Filha do casal de atores Fernando Torres e Fernanda Montenegro, Fernanda soube trilhar e descobrir um caminho próprio, independente. Contudo, é preciso calma. Deve existir uma justa desconfiança, pois gera um certo desconforto quando uma celebridade embarca e encara novos desafios. O fio tênue entre coragem e oportunismo é quase sempre imperceptível. No mais das vezes, o ator ou a atriz, o cantor ou a cantora, deslizam ao tentar enveredar por outras searas mais perigosas. O mesmo acontece quando se dá o inverso, quando é o escritor que se mete a ser artista de circo, de TV, ou algo que o valha. Não é o caso de Fernanda Torres. A atriz encarou este seu primeiro périplo, sua primeira aventura literária, de maneira digna, promissora em termos de ousadia e estilo. Fernanda mostra que, acima de tudo, é, na pior das hipóteses, uma boa leitora, pois monta um esquema, inventa uma história convincente, gostosa de ler, passando longe, contudo, das banalidades sugeridas pelos caminhos fáceis.

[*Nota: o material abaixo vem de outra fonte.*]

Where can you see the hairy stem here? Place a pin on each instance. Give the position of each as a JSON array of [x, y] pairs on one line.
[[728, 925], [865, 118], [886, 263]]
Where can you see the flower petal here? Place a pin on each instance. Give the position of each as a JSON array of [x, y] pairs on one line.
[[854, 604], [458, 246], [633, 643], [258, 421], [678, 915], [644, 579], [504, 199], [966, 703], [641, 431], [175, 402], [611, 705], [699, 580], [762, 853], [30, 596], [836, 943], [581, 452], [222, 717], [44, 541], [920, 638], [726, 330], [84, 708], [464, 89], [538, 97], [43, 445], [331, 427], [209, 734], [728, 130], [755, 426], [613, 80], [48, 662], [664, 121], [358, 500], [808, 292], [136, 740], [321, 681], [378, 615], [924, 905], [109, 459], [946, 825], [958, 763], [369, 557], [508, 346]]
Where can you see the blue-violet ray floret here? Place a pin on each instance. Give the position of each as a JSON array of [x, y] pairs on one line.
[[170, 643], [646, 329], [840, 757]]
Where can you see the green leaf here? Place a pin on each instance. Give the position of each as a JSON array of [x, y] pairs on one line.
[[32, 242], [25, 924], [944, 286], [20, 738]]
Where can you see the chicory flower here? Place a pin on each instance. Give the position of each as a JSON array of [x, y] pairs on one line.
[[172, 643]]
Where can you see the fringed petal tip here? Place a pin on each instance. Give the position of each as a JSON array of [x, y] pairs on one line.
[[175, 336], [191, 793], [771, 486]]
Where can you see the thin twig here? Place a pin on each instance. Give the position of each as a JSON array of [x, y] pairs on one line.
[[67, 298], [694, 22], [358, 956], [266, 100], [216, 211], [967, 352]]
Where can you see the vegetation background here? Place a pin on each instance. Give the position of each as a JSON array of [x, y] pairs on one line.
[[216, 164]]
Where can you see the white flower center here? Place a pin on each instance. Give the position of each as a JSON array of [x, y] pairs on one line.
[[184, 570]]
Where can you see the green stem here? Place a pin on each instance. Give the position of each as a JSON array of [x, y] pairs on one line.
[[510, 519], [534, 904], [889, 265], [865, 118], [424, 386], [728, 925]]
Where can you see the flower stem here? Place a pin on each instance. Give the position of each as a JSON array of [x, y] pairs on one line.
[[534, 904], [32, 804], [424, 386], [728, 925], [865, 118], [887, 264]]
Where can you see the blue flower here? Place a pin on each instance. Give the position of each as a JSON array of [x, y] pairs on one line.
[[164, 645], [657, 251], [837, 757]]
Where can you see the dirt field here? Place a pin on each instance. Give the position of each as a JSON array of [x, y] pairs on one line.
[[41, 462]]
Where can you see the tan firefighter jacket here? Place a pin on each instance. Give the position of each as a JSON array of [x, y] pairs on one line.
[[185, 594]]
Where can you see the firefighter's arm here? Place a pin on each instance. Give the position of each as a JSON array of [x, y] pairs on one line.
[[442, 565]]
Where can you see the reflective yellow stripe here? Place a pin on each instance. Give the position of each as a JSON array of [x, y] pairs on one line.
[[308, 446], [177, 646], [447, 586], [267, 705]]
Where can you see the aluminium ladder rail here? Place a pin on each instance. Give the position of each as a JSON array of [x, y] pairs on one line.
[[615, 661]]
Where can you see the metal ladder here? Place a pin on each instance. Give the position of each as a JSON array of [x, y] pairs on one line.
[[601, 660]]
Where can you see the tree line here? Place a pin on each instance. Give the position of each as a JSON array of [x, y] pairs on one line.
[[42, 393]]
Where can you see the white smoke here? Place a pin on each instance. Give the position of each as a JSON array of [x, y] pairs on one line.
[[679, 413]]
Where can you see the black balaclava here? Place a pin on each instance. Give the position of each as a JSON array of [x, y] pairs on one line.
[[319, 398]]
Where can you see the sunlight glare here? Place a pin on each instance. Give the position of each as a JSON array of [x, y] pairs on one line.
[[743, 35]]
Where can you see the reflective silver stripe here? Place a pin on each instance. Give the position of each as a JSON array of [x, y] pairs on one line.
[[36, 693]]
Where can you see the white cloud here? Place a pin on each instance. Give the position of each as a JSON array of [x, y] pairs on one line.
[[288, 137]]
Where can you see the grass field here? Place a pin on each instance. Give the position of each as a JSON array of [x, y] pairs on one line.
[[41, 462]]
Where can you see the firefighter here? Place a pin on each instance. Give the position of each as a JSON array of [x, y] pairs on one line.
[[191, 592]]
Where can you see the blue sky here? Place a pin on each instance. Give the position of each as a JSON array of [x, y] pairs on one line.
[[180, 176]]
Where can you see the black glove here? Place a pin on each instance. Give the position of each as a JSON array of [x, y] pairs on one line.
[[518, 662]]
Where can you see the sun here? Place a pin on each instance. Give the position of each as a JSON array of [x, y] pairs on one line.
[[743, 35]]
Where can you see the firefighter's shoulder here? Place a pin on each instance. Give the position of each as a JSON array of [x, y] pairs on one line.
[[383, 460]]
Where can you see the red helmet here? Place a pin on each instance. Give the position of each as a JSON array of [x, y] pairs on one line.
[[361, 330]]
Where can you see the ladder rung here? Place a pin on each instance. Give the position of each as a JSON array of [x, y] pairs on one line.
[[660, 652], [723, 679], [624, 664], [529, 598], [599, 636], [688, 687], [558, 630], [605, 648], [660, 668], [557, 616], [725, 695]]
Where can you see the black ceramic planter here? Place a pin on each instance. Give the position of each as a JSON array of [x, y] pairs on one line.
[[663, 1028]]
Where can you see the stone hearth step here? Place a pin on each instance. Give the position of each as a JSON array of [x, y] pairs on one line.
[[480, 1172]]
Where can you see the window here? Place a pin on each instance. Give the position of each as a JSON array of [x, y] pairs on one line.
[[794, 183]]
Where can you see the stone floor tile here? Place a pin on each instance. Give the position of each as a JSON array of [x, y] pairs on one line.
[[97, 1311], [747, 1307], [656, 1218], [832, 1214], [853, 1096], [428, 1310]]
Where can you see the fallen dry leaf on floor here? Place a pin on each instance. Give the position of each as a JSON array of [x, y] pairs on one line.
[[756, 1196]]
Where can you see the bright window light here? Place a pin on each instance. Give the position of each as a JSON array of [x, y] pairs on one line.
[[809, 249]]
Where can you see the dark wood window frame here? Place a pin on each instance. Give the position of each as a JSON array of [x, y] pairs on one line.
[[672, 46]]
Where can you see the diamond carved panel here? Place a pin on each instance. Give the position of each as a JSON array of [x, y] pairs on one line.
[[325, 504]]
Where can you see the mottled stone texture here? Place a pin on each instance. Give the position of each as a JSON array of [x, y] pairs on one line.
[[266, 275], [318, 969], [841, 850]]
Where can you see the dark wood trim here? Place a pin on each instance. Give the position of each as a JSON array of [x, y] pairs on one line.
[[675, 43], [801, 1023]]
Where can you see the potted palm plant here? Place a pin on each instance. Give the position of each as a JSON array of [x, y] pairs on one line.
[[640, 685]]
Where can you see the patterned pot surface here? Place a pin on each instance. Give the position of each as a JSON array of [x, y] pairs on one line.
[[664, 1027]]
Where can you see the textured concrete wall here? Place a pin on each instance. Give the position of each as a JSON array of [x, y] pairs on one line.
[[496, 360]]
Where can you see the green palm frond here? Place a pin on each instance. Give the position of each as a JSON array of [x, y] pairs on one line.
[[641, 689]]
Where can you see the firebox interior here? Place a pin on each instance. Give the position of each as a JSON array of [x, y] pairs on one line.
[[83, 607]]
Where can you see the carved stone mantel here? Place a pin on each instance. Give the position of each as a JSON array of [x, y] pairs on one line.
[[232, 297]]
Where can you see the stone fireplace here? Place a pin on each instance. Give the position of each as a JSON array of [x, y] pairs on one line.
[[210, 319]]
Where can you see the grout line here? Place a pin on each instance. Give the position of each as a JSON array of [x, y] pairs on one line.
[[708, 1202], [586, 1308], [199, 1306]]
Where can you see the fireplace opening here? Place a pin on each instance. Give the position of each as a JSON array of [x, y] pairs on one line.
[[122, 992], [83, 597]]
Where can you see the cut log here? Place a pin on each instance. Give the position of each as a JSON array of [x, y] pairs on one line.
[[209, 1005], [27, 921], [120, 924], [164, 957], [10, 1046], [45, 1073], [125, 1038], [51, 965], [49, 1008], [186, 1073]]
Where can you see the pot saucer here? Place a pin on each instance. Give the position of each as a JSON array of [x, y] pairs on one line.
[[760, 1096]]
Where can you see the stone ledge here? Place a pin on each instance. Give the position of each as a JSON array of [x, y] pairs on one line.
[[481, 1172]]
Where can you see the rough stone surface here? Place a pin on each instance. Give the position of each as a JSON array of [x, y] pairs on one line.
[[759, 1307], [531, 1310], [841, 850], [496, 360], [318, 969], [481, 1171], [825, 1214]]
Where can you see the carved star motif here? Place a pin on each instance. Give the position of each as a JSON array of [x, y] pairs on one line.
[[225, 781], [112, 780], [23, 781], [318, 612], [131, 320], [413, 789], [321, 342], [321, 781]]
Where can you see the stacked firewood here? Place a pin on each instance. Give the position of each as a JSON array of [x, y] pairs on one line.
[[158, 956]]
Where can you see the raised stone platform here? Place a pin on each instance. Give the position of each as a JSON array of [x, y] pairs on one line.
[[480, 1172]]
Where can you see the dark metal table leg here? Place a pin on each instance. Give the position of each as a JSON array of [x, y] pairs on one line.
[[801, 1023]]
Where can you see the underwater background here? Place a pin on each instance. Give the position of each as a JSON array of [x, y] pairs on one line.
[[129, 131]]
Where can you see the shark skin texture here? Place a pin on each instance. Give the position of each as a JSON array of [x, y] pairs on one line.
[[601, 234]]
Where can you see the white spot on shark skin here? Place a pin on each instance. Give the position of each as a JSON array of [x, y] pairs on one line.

O livro focaliza a história de um grupo de cinco amigos cariocas. Eles rememoram as passagens marcantes de suas vidas: festas, casamentos, separações, manias, arrependimentos. Álvaro, solitário e triste; Sílvio, amargurado e viciado em sexo; Ribeiro, um patético rato de praia atlético que ganhou sobrevida sexual com o Viagra; Neto, o careta da turma, marido fiel até os últimos dias; Ciro, o don Juan invejado por todos – mas o primeiro a morrer, abatido por um câncer. São figuras muito diferentes, mas que partilham não apenas o fato de estar no extremo da vida, como também a limitação de horizontes. Fernanda mostra uma sucessão de acasos e frustrações, regadas a neuroses, crises e desentendimentos.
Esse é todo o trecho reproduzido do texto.